Pajama day—another excuse not to work, another distraction for kids who already had too many.
“Okay, guys, in here it’s a workday, so put down the toys and get busy. You’ve got five minutes.” Under his gaze they settled down. The sky had grown inky black with cloud. The river would run high tonight. At his desk, he leaned back, resting his feet on an open drawer.
So this was it.
They must be serious this time. What else could he
expect after all the crap he’d pulled? It’d been fun, but he should have known it couldn’t last. Everything ended—everything. After what he’d lost, what was a career? It would almost be a relief to lose the last thing he cared about, the last thing binding him to the world.
He watched her working across the room with the same fascination he felt watching the river. He had to admit it—she was magnificent.
Best of all, she held herself as if she had no idea just how magnificent she was.
“Solange Gonsalvas— “ He said the name under his breath. An incantation of the unattainable. A charm against loneliness.
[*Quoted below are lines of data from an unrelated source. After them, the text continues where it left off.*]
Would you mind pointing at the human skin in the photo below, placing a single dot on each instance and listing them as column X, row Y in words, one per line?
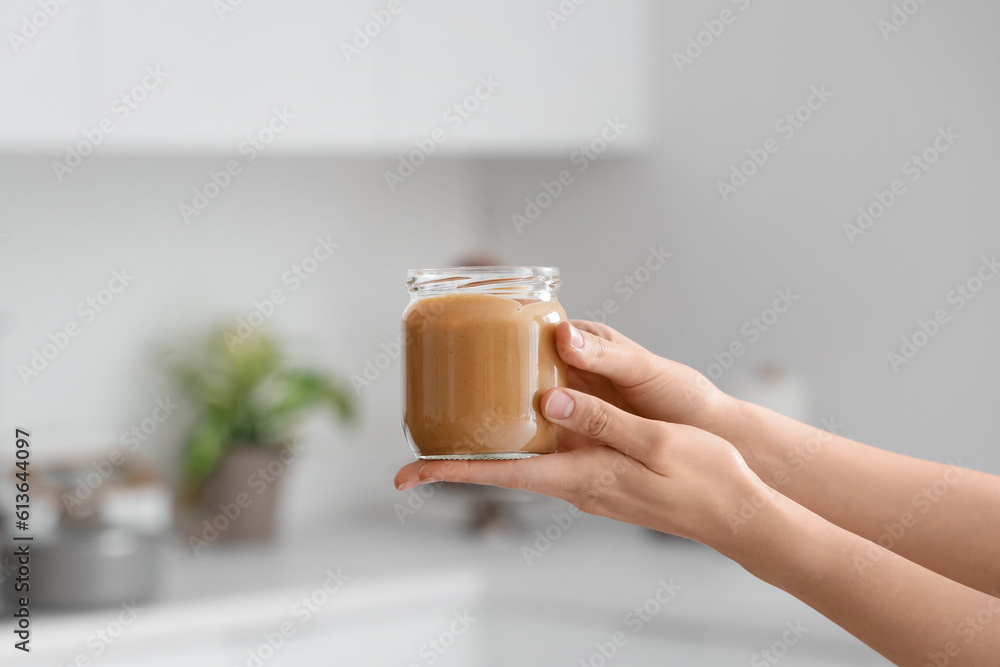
column 796, row 506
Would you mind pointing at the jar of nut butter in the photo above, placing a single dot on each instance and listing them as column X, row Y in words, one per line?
column 479, row 353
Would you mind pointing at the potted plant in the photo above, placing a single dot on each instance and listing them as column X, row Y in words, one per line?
column 248, row 402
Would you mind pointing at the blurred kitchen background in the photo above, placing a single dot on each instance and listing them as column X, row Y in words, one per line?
column 213, row 152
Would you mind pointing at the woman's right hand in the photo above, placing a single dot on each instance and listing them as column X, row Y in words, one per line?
column 606, row 364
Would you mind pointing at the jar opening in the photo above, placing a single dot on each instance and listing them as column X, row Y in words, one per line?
column 533, row 281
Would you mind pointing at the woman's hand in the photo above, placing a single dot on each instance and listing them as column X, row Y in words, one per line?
column 606, row 364
column 669, row 477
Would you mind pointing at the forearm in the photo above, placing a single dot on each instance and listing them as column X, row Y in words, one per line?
column 943, row 517
column 903, row 611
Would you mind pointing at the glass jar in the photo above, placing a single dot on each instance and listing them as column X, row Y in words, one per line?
column 479, row 353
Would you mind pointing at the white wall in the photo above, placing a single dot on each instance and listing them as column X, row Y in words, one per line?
column 783, row 229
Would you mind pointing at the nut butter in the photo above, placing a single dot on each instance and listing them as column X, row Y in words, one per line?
column 479, row 353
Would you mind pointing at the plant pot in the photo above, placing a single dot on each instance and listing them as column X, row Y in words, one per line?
column 239, row 499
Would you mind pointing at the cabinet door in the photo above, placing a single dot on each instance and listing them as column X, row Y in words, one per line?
column 230, row 64
column 560, row 76
column 41, row 76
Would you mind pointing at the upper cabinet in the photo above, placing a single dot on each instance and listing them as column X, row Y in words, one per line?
column 350, row 77
column 522, row 76
column 42, row 74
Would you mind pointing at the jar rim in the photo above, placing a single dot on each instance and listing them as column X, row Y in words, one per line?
column 507, row 280
column 505, row 271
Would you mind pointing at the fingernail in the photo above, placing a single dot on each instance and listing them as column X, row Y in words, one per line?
column 560, row 405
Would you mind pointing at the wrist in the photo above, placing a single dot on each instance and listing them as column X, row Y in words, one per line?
column 768, row 533
column 746, row 427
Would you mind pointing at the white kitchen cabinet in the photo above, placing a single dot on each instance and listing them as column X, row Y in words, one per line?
column 560, row 77
column 228, row 71
column 357, row 77
column 41, row 76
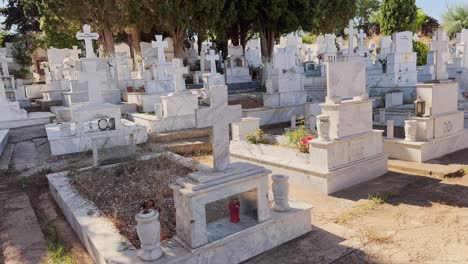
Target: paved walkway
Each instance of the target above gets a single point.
(21, 238)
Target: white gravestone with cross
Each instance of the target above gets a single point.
(4, 60)
(440, 46)
(212, 57)
(179, 71)
(361, 40)
(219, 115)
(351, 32)
(160, 45)
(88, 38)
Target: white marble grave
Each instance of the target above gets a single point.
(250, 182)
(347, 151)
(438, 132)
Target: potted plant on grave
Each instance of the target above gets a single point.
(149, 231)
(384, 65)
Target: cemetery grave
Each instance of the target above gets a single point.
(247, 144)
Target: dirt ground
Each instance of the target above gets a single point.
(396, 218)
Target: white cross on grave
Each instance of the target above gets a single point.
(160, 45)
(361, 38)
(350, 31)
(88, 37)
(440, 46)
(2, 92)
(179, 71)
(309, 54)
(202, 60)
(4, 61)
(219, 115)
(75, 53)
(212, 57)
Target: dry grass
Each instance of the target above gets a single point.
(373, 203)
(119, 191)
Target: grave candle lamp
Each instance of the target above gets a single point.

Solange Gonsalvas—his dark angel.
Seven years ago, a rookie teacher in her first job, she came to Elk River. Now she’d come full circle to finish him. It made a queer sort of sense in a way. Like a force of nature, deadly as a river in full flood, she would sweep him away without a thought.
• • •
Across the room, Solange sat listening. Through the walls on either side, she could hear loud talking and laughter from the neighboring classrooms. Here there was only the pinging of the radiator and the scratching of two dozen pencils on paper. Rain pattered against the windows. She felt comfortable in this room, safe, although she didn’t know why she should, so near to the man she’d come to ruin. He knew why she was here, yet there he sat, feet up, as if he hadn’t a care. What could he be thinking? She noticed him raise his glance, and rousing herself from her reverie, quickly typed her first note.
Copying engages only the lower cognitive domains. They could better be given a handout.
She wrote it, but felt something else. Glancing around the room, she felt a tension as they worked, but also a certain sense of comfort, of security. Routines were comforting in a way, she conceded, but having kids copy didn’t teach them to think. And wasn’t that why they were here? He’d been warned about that in the many notices of deficiency she’d read in his file. Yet he’d changed nothing.